Developer

Test drive the regex package in JDK 1.4

Perl developers have always enjoyed the power of regular expressions to manipulate text. Java developers can now do the same with the java.util.regex package in Java 1.4.


Regular expressions have been a powerful tool in Perl for some time. Now, Java developers can leverage this functionality with JDK 1.4's java.util.regex package. The java.util.regex package includes three classes:
  • ·        Pattern—Pattern objects are a compiled version of a regular expression (rather than a direct string representation).
  • ·        Matcher—You employ a Matcher object to interpret a Pattern object, manipulating the inputted string.
  • ·        PatternSyntaxException—A PatternSyntaxException object indicates any syntax error in a regular expression inputted in a Pattern object.

More on regular expressions
Before you explore the Java regex package, you should have a solid understanding of how to use regular expressions. These Builder.com articles can help you fill the holes:

Based on the information of the java.util.regex package, this article will outline some general ideas on how to employ regular expressions in Java, focusing specifically on quantifiers, capturing groups, and boundary matchers. You can download sample code for this article here.

Java also provides some predefined character classes to make using regular expressions simpler. For instance, \d means a digit from 0 to 9. You'll find the details of predefined character classes here.

Applying regular expressions in Java
As the following statements show, you construct a Pattern object pattern to represent a regular expression, such as [abc]:
 
String regularExpression = "[abc]";
Pattern pattern = Pattern.compile(regularExpression);

 

Java does not use the regular expression string directly but uses the representation compiled by the Pattern.compile() method. Notice that you do not construct a Pattern object by using any Pattern constructor.

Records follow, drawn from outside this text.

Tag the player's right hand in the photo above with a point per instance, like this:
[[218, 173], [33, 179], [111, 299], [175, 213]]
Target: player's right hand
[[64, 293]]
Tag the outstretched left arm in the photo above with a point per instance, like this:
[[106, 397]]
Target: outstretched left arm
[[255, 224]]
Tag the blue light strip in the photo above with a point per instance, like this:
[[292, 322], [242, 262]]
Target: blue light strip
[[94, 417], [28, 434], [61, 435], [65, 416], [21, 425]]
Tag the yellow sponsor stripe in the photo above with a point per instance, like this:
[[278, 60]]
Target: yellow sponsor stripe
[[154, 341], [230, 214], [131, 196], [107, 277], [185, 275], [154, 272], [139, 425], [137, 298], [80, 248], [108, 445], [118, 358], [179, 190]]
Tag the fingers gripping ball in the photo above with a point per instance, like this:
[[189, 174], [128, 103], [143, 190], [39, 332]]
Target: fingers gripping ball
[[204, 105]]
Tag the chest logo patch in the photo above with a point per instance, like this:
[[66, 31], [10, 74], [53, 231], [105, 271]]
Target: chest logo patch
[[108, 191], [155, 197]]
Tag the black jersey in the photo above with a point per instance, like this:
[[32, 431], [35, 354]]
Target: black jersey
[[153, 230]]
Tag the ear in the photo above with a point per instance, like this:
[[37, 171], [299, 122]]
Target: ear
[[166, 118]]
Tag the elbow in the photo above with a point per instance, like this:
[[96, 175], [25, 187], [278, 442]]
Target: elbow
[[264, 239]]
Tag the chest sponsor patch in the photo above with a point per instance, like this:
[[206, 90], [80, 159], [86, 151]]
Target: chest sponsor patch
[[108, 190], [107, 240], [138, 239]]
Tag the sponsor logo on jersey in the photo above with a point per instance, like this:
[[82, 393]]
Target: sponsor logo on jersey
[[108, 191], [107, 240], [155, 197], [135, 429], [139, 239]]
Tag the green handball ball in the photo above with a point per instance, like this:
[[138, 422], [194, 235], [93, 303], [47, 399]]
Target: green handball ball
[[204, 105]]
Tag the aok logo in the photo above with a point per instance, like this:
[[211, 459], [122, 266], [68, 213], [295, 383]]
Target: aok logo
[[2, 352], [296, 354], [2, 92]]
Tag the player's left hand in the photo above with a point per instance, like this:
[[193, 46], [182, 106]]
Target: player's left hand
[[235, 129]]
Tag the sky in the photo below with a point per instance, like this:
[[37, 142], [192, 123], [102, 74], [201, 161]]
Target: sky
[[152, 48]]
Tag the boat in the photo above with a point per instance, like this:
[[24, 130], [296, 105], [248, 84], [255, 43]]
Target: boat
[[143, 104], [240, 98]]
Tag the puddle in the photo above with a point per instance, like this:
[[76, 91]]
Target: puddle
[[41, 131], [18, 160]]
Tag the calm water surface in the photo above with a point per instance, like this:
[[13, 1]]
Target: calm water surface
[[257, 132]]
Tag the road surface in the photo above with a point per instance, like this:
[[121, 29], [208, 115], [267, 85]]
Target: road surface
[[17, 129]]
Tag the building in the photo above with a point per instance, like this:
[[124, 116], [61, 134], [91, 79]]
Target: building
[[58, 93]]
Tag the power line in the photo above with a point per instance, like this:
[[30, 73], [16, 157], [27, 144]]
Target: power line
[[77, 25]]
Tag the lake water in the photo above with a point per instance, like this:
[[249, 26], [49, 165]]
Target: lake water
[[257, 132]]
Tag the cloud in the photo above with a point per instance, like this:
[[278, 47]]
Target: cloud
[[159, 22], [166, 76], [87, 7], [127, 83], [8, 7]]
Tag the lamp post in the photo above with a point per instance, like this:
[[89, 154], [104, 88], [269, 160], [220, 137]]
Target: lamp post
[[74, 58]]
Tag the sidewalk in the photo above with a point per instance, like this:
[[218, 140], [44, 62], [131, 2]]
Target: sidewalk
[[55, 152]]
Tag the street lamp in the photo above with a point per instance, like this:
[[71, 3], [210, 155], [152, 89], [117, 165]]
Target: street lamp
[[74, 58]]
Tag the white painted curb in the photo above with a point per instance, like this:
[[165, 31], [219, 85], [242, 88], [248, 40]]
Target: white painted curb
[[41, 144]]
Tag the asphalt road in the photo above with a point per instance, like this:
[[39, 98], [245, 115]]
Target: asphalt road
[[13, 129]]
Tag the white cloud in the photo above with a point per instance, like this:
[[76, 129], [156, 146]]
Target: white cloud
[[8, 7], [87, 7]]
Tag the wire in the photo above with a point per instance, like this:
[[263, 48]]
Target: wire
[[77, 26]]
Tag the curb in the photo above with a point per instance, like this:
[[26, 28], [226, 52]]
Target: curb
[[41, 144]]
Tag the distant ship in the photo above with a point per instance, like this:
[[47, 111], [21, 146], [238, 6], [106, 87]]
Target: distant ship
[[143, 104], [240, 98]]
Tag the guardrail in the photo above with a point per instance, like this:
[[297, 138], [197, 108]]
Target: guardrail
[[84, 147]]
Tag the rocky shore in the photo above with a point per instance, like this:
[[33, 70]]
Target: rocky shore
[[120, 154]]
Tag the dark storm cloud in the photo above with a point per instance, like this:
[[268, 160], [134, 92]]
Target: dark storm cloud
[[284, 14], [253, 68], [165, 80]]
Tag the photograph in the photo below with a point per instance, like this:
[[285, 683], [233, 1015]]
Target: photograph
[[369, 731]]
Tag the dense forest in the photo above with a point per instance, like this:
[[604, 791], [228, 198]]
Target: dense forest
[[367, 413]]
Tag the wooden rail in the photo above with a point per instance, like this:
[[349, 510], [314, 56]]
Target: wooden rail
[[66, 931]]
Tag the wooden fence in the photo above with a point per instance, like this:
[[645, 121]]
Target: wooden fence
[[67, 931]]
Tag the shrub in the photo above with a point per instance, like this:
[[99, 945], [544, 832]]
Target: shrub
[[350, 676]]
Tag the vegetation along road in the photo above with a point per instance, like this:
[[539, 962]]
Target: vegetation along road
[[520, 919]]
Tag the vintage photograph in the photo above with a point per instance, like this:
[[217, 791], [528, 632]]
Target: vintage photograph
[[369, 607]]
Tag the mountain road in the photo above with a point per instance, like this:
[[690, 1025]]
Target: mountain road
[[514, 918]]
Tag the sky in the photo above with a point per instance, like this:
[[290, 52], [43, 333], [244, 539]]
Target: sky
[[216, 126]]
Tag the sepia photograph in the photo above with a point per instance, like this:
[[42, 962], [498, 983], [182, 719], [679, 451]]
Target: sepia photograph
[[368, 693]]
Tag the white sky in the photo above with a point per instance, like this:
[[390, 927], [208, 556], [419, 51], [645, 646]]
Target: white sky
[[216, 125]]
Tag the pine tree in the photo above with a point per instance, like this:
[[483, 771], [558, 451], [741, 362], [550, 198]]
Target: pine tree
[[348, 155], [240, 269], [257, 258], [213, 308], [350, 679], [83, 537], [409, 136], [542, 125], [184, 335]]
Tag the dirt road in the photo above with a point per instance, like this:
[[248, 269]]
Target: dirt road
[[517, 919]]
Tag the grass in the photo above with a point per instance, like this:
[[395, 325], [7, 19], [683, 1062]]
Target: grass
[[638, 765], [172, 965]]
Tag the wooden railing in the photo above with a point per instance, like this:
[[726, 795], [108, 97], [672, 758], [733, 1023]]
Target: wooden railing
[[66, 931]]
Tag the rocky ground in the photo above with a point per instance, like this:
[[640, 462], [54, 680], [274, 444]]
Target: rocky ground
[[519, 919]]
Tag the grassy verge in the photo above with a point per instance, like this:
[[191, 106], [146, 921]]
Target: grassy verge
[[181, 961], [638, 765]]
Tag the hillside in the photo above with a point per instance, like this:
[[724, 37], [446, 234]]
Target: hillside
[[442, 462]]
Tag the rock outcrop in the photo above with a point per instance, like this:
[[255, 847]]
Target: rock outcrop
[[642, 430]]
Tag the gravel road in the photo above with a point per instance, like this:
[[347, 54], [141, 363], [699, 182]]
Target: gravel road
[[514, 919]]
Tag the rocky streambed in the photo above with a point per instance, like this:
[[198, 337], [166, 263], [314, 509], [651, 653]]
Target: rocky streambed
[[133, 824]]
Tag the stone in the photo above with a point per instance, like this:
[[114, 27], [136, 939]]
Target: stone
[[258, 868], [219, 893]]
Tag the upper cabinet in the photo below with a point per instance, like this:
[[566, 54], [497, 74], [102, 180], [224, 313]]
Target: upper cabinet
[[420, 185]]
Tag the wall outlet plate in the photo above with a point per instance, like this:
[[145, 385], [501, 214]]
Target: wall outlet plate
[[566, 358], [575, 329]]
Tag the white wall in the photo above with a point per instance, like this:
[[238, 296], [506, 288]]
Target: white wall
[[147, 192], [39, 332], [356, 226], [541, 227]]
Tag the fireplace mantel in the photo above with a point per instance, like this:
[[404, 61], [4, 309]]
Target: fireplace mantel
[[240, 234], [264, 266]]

With a Pattern object, a Matcher object can be constructed to manipulate a string with a regular expression, which is compiled in the Pattern object. The following statements show how to manipulate the string “This is as easy as abc.” with the above regular expression by using the Pattern object’s matcher() method. Notice again that we do not construct a Matcher object by using any Matcher constructor:
 
String myContent = "This is as easy as abc.";
Matcher matcher = pattern.matcher(myContent);

 

A Pattern object and a Matcher object can then be used to perform various operations on an inputted string. Splitting a string into an array and replacing a part of a string are typical ways to use regular expressions. The statements below split the string "one,two, three   four ,  five" into the String array. Each element of the array contains each whole word of the string.
 
Pattern pattern = Pattern.compile("[,\\s]+");
String[] listOfString = pattern.split("one,two, three   four ,  five");
 

The first statement compiles a regular expression consisting of one or more commas, one or more spaces, or both. After a Pattern object is constructed, the split() method is invoked with an inputted string. The string contains ",", ", ", "  " and " , ", which consists of some commas and some spaces and matches the regular expression. The regular expression [,\\s]+ mean a comma or any space-like character or space-like characters. So the Pattern object represents a comma, or a space, or two spaces, or even a comma with spaces. The method picks up the words between those characters and places them into the array.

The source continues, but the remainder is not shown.